Ouzounian J G, Korst L M, Phelan J P
Department of Obstetrics, University of Southern California School of Medicine, Los Angeles, USA.
Am J Perinatol. 1998 Apr;15(4):221-3. doi: 10.1055/s-2007-993930.
Our objective was to investigate the association between permanent Erb's palsy and the presence of historic obstetrical risk factors. Cases of documented permanent Erb's palsy from our national registry of children with Erb's palsy were extracted and analyzed for the purpose of this descriptive study. Maternal and neonatal records were reviewed for demographic data, prenatal care, labor characteristics, delivery outcome, and long-term follow-up. Sixty-three infants with permanent Erb's palsy were identified. Seventeen (27.0%) mothers were nulliparous. Mean +/- SD (range) gestational age at delivery and birthweight were 39.9 weeks +/- 1.3 (37-43) and 4501 g +/- 625 (3352-6905), respectively. Maternal and perinatal characteristics of these cases were (n [%]): nondiabetic-56 (89%); weight gain <40 lb-48 (76%); normal labor-57 (91%); 2nd stage <2.0 hr-54 (86%); midpelvic procedure-13 (21%); and shoulder dystocia-59 (94%). There were no statistically significant differences between patients with birthweight >4500 g (n = 26 [41%]) and those with birthweight < or =4500 g (n = 37 [59%]). These data suggest that historic risk factors for neonatal brachial plexus injury may not be associated with permanent Erb's palsy.

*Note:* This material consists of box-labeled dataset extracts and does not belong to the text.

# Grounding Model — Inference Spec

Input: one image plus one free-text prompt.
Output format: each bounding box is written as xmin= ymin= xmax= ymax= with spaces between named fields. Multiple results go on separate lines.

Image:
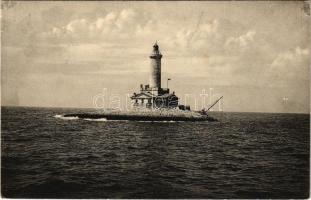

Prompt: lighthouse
xmin=131 ymin=42 xmax=178 ymax=109
xmin=149 ymin=42 xmax=162 ymax=91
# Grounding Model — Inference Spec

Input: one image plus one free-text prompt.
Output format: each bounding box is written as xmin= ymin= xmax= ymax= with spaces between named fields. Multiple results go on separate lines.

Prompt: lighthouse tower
xmin=149 ymin=43 xmax=162 ymax=91
xmin=131 ymin=43 xmax=178 ymax=109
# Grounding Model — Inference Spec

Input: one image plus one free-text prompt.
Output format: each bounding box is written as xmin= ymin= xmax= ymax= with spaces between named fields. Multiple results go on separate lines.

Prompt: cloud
xmin=271 ymin=47 xmax=310 ymax=80
xmin=41 ymin=9 xmax=152 ymax=43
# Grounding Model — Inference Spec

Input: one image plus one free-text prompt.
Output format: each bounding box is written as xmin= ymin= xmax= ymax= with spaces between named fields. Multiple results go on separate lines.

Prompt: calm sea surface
xmin=1 ymin=107 xmax=310 ymax=198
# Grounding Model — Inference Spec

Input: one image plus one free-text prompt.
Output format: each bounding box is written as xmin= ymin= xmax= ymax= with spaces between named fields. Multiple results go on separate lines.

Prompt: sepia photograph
xmin=1 ymin=0 xmax=311 ymax=199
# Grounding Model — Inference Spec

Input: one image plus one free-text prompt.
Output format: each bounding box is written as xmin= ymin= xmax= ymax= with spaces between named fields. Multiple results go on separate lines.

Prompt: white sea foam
xmin=54 ymin=115 xmax=79 ymax=120
xmin=83 ymin=118 xmax=108 ymax=122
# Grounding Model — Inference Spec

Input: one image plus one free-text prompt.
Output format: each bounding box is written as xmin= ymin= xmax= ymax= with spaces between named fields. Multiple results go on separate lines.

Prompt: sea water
xmin=1 ymin=107 xmax=310 ymax=198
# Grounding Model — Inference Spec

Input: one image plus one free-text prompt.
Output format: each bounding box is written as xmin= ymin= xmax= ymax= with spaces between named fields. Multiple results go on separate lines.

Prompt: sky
xmin=1 ymin=1 xmax=310 ymax=113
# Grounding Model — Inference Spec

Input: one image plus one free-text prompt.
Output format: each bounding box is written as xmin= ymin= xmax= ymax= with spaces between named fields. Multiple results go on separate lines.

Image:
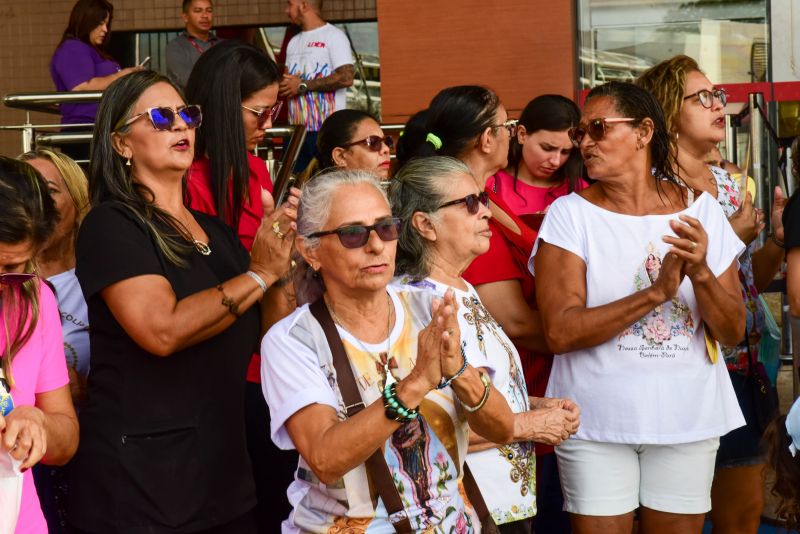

我们的目的是研究永久性臂丛神经麻痹与既往产科危险因素之间的关联。为了进行这项描述性研究,我们从国家臂丛神经麻痹儿童登记处提取并分析了有记录的永久性臂丛神经麻痹病例。查阅了母亲和新生儿的记录,以获取人口统计学数据、产前护理、分娩特征、分娩结局和长期随访信息。共识别出63例永久性臂丛神经麻痹婴儿。17名(27.0%)母亲为初产妇。分娩时的平均胎龄±标准差(范围)和出生体重分别为39.9周±1.3(37 - 43)和4501克±625(3352 - 6905)。这些病例的母亲和围产期特征如下(n [%]):非糖尿病 - 56例(89%);体重增加<40磅 - 48例(76%);正常分娩 - 57例(91%);第二产程<2.0小时 - 54例(86%);中骨盆手术 - 13例(21%);肩难产 - 59例(94%)。出生体重>4500克的患者(n = 26 [41%])与出生体重≤4500克的患者(n = 37 [59%])之间无统计学显著差异。这些数据表明,新生儿臂丛神经损伤的既往危险因素可能与永久性臂丛神经麻痹无关。